The presence of millimeter-scale short E-glass fibers in the semi-IPN matrix enables durable bonding in composite repairs (absent an oxygen inhibition layer), and factors contributing to this are 1) the natural microretentive feature of the short fibers, 2) interface reinforcement by protruding and bridging fibers, and 3) semi-IPN–mediated secondary IPN. This is important because ductile failure and durable bonding are signs of clinical reliability of the adhesion. In other words, the longevity of the repaired restoration could be enhanced in this way.

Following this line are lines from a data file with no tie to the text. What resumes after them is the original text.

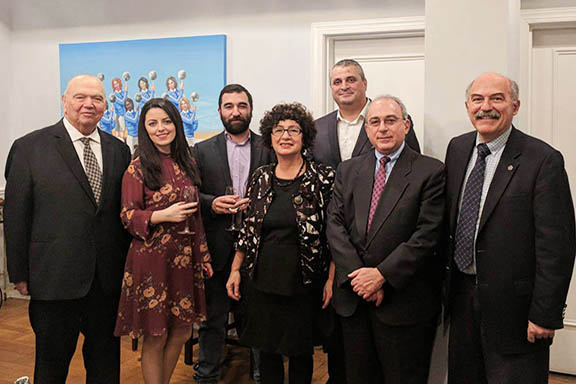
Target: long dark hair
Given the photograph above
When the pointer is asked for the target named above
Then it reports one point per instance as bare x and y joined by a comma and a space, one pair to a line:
179, 149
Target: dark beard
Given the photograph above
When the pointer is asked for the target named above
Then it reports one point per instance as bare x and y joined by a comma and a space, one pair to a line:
236, 125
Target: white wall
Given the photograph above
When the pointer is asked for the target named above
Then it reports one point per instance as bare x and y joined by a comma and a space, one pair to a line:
5, 75
533, 4
268, 43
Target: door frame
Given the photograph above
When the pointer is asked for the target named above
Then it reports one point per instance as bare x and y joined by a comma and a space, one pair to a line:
538, 19
325, 34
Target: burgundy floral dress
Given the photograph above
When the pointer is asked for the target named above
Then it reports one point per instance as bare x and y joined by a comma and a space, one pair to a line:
163, 285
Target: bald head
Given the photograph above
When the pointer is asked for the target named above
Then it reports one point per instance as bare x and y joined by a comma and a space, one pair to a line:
84, 102
494, 76
491, 103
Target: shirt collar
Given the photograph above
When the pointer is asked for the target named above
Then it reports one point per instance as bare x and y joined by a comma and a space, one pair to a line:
361, 115
75, 134
498, 143
393, 156
229, 139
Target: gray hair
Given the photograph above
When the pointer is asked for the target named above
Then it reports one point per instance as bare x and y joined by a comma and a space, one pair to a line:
351, 63
514, 89
398, 101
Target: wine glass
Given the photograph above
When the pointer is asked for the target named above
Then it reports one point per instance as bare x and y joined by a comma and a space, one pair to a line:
189, 195
236, 215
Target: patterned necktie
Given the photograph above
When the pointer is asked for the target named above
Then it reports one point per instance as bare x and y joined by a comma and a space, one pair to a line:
379, 183
468, 216
92, 169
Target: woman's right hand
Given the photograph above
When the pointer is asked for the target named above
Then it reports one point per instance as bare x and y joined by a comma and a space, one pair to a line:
176, 213
233, 285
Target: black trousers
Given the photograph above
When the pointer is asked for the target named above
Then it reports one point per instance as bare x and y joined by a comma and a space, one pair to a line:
471, 361
379, 353
57, 324
300, 368
336, 362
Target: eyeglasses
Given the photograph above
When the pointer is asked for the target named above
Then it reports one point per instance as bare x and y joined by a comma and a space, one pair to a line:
293, 131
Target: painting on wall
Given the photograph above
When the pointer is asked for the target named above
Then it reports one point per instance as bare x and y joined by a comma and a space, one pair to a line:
188, 71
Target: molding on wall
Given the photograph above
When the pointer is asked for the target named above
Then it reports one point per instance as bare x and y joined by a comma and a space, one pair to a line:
545, 18
538, 17
324, 35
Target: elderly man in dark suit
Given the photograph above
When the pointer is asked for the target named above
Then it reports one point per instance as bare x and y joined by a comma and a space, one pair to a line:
511, 243
225, 160
65, 243
341, 136
384, 224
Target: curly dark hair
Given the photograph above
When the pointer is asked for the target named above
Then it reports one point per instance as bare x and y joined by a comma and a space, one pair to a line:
293, 111
179, 149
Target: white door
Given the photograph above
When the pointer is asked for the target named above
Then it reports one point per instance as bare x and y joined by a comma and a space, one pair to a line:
392, 66
553, 119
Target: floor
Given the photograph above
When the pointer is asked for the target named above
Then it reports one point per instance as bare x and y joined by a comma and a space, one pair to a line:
17, 356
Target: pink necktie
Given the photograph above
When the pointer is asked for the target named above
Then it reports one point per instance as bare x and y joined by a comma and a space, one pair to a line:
379, 183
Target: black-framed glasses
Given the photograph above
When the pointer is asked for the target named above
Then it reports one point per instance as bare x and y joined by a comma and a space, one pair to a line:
292, 131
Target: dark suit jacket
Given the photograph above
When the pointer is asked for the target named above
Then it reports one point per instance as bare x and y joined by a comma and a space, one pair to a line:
57, 238
212, 161
402, 239
525, 244
326, 149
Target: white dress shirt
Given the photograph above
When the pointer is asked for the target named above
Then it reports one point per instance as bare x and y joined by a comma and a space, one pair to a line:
496, 148
348, 132
94, 137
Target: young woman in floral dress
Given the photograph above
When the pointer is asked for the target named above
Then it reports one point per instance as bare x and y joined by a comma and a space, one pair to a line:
163, 286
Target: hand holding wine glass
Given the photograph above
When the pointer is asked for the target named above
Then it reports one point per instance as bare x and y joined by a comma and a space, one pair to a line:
235, 211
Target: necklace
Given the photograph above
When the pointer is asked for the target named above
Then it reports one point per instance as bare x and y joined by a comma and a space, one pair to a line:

Assembly of the V-shape test. (a): Specimen positioned under roller during testing. (b): Diagram. F, load applied; D, diameter of the roller (3 mm); h, height from notch to base; β, half angle of the right-angled notch; solid circles, places of two-point contact.

Graphs showing original (OR) and repaired fracture resistance (RR) values of investigated materials. Horizontal lines above columns indicate groups that were statistically similar (p>0.05). For each material analyzed separately, small letters show the statistical difference between dry and water OR values, whereas symbols show the statistical difference between dry and water RR values. Circled areas show that for the SFRC materials, only dry groups were statistically similar (p>0.05). GA. G-aenial Anterior; GP, G-aenial Posterior; TBF, Tetric Evo Ceram Bulk Fill; FS, Filtek Supreme XTE; FBF, Filtek Bulk Fill; VBF, Venus Bulk Fill; SDR, Smart Dentin Replacement; Z250, Filtek Z250; EXP, everX Posterior.

(a-c): SEM micrographs showing typical fracture line segments. (a): SEM micrograph (500×) showing protruding fibers at the interface (red arrows) and bridging fibers (white arrows) at the beginning of the fracture line (near the notch). (b): SEM micrograph (500×) showing bridging fibers (white arrows) at the middle part of the fracture line. (c): SEM micrograph (500×) showing bridging fibers (white arrows) at the end part of the arrested fracture line.